外国人ドライバーに関する採用実態調査(画像:レバレジーズ)
外国人ドライバーに関する採用実態調査(画像:レバレジーズ)

 しかし、この流れは一様に歓迎されているわけではない。

 前述の調査によれば、外国人ドライバーを採用するうえでの最大の不安要因は

「日本語でのコミュニケーション能力」(63.2%)

であり、次いで「日本の交通ルール・安全運転意識の理解」(47.0%)が挙げられた。つまり、多くの企業が「即戦力」としての期待と、「安全リスク」としての懸念の間で揺れている構図が見える。

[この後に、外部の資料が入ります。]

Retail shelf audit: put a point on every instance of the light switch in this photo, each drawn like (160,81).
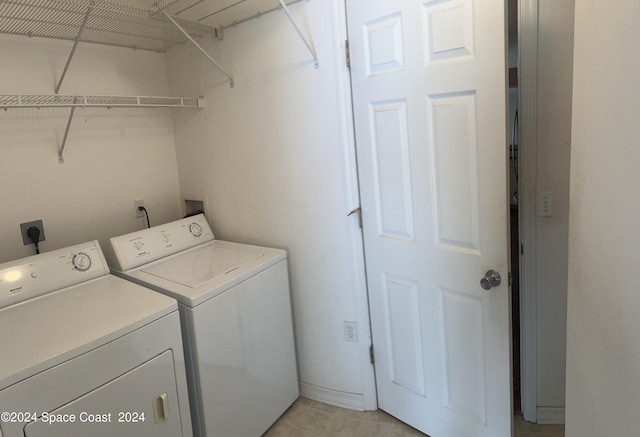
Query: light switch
(545,204)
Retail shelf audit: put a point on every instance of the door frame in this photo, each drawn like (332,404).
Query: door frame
(369,398)
(527,151)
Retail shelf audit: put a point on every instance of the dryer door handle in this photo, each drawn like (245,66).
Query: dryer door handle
(160,408)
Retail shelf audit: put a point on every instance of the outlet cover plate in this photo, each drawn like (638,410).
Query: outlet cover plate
(24,227)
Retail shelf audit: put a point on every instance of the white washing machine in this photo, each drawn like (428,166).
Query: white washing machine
(236,319)
(85,353)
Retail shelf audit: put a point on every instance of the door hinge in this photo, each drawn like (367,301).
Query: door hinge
(347,53)
(358,211)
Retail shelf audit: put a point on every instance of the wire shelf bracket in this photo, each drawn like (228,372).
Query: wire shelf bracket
(285,8)
(75,44)
(198,46)
(37,101)
(66,134)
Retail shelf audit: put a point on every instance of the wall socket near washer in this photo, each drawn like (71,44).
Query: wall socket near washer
(137,204)
(350,331)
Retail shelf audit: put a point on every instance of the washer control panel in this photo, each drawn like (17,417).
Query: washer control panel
(26,278)
(142,247)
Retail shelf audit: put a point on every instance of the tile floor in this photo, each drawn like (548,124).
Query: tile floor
(307,418)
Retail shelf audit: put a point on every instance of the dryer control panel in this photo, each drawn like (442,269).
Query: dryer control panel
(30,277)
(142,247)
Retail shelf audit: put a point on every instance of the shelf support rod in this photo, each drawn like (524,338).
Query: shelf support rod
(66,133)
(295,25)
(198,46)
(75,44)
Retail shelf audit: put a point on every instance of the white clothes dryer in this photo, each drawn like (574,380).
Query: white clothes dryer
(236,318)
(85,353)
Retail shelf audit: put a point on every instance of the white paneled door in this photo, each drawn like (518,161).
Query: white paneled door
(429,94)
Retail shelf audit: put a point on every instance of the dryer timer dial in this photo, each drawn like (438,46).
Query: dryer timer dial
(81,261)
(195,229)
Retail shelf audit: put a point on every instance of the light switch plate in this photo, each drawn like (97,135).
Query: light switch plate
(545,204)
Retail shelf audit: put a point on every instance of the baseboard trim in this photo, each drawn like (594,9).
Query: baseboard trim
(550,415)
(352,401)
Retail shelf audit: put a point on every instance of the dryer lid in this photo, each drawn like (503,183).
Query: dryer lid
(197,267)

 こうした不安を背景に、2025年10月には外国免許切替制度の厳格化が施行された。これまで日本で運転できた外国人は、一定の条件を満たせば簡易な手続きで日本免許に切り替えられた。しかし新制度では、交通ルールの理解や実技試験の要件が強化され、従来よりも取得難度が高まる。企業の約7割がこの方針に「必要性を感じる」と回答しており、理由として

・交通ルールの理解促進(69.1%)
・事故リスクの低減(49.4%)

が挙げられている。

 だが同時に、「多様な人材の確保が難しくなる」(37.5%)という懸念も強い。安全性の確保を優先すれば採用の門戸は狭まり、人手不足の解消が遠のく。逆に、採用を拡大すれば教育や監督のコストが増し、経営効率を圧迫する。まさに安全と供給力の板挟みである。